Faz dois meses que as taxas de serviços notariais e registros para imóveis nos cartórios subiram dramaticamente, após a entrada em vigor de uma lei proposta pelo Tribunal de Justiça – o órgão público responsável por reger e fiscalizar a atuação destas atividades por meio da Corregedoria-Geral.

O mercado imobiliário considera que os aumentos foram desproporcionais e podem inviabilizar negócios.

Na tabela de registros de imóveis, as escrituras são divididas em 24 categorias: a primeira para valores abaixo de R$ 1,4 mil e a última para quantias acima de R$ 3,2 milhões. Todas tiveram um aumento de 226%.

Além disso, a lei acabou com o teto das faixas: agora a mais alta sofre uma sobretaxa de R$ 3 mil a cada R$ 500 mil acima do valor de R$ 3,2 milhões, com correção anual, e que pode ser aplicada até o limite de 300 vezes.

Para tentar reverter as medidas, o Sinduscon de Minas Gerais ingressou com uma ação no Conselho Nacional de Justiça (CNJ) pedindo a suspensão imediata da nova tabela por “perigo de dano concreto, atual e irreparável”.

No processo, ao qual o Metro Quadrado teve acesso, o Sinduscon-MG afirma que não há nada que justifique os valores cobrados pela lavratura de escrituras públicas, já que o aumento não está embasado em um avanço do custo dos serviços.

“Trata-se de cobrança compulsória e ilegal, cuja continuidade viola diretamente os princípios da legalidade, anterioridade, segurança jurídica e moralidade administrativa,” diz o documento.

“Tivemos o caso de uma empresa local que entrou com o registro de incorporação em março, pagou a taxa antiga e, quando ficou pronto, em abril, teve que pagar a diferença.

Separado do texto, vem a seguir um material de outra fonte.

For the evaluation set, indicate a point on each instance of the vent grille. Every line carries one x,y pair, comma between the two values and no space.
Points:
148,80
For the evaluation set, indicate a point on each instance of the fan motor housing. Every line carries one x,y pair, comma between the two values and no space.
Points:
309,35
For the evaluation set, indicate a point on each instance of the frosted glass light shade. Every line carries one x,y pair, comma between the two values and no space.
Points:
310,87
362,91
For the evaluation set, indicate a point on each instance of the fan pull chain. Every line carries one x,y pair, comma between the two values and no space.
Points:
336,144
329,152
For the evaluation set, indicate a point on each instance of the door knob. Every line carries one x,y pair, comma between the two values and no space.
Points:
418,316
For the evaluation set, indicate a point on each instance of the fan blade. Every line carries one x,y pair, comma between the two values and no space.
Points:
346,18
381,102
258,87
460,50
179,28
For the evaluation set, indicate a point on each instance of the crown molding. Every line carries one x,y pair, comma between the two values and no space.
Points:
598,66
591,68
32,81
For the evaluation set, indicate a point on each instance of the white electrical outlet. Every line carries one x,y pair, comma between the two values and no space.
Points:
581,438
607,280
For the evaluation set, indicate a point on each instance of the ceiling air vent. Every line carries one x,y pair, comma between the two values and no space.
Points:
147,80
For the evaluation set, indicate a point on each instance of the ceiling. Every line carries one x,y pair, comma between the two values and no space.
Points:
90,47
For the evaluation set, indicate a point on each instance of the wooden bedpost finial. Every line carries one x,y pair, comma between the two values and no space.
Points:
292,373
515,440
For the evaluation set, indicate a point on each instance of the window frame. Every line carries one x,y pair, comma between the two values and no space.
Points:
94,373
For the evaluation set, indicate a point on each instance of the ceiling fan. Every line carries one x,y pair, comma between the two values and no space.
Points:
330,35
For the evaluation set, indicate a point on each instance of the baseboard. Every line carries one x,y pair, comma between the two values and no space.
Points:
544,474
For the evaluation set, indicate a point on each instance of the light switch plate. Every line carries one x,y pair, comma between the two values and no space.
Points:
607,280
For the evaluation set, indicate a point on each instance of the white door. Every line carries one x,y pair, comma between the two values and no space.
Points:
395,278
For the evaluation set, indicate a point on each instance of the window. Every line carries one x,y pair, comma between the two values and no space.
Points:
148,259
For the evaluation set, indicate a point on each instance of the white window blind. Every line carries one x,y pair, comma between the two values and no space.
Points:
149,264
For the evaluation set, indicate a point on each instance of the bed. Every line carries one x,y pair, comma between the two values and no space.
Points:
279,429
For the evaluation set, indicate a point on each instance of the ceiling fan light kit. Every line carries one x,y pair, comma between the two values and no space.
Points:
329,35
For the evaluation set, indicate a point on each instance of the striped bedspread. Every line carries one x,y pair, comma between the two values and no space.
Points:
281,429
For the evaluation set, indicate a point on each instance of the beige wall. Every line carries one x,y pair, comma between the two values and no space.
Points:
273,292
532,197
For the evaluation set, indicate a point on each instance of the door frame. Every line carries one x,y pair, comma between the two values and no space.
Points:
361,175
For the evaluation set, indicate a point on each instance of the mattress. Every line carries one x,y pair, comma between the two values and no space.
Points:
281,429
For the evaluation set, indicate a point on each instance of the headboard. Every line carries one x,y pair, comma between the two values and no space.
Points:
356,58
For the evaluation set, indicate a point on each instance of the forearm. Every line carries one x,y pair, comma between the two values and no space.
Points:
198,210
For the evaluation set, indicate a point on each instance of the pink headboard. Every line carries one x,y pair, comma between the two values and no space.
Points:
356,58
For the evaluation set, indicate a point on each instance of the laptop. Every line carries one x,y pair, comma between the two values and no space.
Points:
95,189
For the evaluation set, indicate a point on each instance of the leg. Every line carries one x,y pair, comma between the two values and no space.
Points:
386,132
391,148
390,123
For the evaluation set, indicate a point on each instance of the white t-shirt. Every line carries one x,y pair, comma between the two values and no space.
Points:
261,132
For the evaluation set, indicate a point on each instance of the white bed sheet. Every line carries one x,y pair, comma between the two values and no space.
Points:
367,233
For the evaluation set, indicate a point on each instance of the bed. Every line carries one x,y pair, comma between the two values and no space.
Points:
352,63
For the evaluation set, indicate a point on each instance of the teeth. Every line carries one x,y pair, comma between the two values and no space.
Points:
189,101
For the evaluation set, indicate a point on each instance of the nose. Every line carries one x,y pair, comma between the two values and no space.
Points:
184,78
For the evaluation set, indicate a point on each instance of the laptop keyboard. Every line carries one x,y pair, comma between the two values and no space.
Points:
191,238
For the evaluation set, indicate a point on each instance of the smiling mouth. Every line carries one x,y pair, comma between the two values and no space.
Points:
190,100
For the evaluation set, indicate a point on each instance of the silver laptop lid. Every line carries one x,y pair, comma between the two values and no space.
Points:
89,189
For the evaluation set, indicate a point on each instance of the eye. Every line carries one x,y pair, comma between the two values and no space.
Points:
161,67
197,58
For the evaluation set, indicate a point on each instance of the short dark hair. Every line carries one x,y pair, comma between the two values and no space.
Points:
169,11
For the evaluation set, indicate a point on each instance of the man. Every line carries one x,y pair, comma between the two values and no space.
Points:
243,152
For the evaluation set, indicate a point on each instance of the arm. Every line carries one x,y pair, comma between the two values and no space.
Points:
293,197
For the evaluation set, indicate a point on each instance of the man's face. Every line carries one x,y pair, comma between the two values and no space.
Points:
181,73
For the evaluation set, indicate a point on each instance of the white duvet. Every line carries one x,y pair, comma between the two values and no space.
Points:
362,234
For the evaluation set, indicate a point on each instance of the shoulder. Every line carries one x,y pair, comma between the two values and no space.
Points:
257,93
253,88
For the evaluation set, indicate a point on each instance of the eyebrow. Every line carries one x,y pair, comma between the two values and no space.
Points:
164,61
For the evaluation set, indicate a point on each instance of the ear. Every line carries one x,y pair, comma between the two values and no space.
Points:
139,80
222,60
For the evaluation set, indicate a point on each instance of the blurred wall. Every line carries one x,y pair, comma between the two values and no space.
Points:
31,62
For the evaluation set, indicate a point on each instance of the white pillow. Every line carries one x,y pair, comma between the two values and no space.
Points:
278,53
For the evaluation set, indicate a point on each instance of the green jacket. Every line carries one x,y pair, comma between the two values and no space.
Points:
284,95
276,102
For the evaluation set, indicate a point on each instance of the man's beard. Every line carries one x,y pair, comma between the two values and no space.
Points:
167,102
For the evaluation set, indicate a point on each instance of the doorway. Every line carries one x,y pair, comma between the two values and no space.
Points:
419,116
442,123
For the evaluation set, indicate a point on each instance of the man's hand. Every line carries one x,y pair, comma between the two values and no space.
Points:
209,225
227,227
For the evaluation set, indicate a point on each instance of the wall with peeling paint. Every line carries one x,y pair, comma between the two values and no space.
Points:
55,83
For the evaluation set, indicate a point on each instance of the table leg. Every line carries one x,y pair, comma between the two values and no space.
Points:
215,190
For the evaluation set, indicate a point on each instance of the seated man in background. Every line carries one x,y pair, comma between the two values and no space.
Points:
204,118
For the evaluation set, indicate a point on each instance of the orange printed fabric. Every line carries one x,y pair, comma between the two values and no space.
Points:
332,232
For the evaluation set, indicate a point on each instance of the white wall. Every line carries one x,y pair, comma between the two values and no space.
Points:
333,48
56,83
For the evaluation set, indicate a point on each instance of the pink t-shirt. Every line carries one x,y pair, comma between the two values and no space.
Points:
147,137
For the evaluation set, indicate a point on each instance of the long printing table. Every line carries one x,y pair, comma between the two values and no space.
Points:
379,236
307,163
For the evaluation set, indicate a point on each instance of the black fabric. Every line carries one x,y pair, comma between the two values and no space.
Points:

Neste caso, a cobrança subiu de R$ 76 mil para R$ 925 mil,” disse o Sinduscon do Triângulo Mineiro e Alto Paranaíba.

Além do aumento, as taxas continuam sendo aplicadas de forma concomitante em diferentes etapas: aquisição do terreno, retificação de matrícula, incorporação + instituição de condomínio, registro de hipoteca e averbação do Habite-se.

“Eu me recusei a pagar, mas não vou aguentar muito tempo. Sou incorporadora, estou construindo um prédio e preciso do dinheiro do banco. O contrato que gerou essa taxa absurda saiu de R$ 18 mil para R$ 726 mil. São 40 vezes o valor,” diz um empresário que pediu anonimato.

A nova lei trouxe ainda um rachuncho, alinhando vários braços do Poder Público à bonança dos cartórios.

Na faixa mais alta, foi criada uma destinação de 25% da verba extra para três órgãos públicos estaduais: o Ministério Público, a Defensoria Pública e a Advocacia-Geral. 

A proposta do TJ de Minas foi aprovada em dezembro – com folga – pela Assembleia Legislativa, por 54 votos a cinco, e sancionada semanas depois pelo governador Romeu Zema, um autoproclamado liberal.

Como o TJ não mencionou nenhuma razão para o aumento das taxas e tabelas na justificativa do projeto, o Metro Quadrado pediu um posicionamento do órgão, mas não recebeu nenhum retorno até a publicação desta reportagem.

Os novos valores passaram a valer em abril, respeitando a noventena – o princípio que determina a cobrança do tributo somente 90 dias depois da publicação da lei que o instituiu ou aumentou.

“O ‘custo cartório’ não era muito relevante em uma incorporação. Gastava-se de R$ 50 mil a R$ 200 mil e agora as pessoas vão gastar de R$ 2 milhões a R$ 4 milhões,” diz o empresário.

Um exemplo: para a produção e aquisição de um imóvel para a Faixa 2 do Minha Casa Minha Vida, com valor médio de R$ 250 mil, os custos cartoriais estimados são de R$ 6.698,00, ou 3% do valor. Pela tabela anterior, ficavam em torno de R$ 2 mil.

“Antes a gente nem fazia a conta para incluir essas taxas. Agora o cartório virou nosso sócio.”

Isso também se aplica na transferência de titularidade de imóveis rurais. Em uma fazenda de R$ 20 milhões, as taxas passaram de R$ 20,4 mil para R$ 235 mil, o que representa um aumento de 1.200%. 

Ainda conforme o sindicato, as mudanças também provocam desequilíbrio competitivo entre estados.

Num levantamento do Sinduscon, é possível ver a comparação dos valores cobrados em Minas Gerais com os de São Paulo e Goiás.

Em Minas, os custos podem ser até 560% maiores do que nos cartórios de São Paulo. Quanto maior o investimento, maior a discrepância. Já em Goiás, não há cobrança adicional acima de R$ 3,2 milhões, limitando os custos a R$ 16,9 mil.

Para impedir que as empresas registrem as escrituras em estados com condições mais atrativas, a nova lei também determina que todo o processo seja centralizado em Minas Gerais.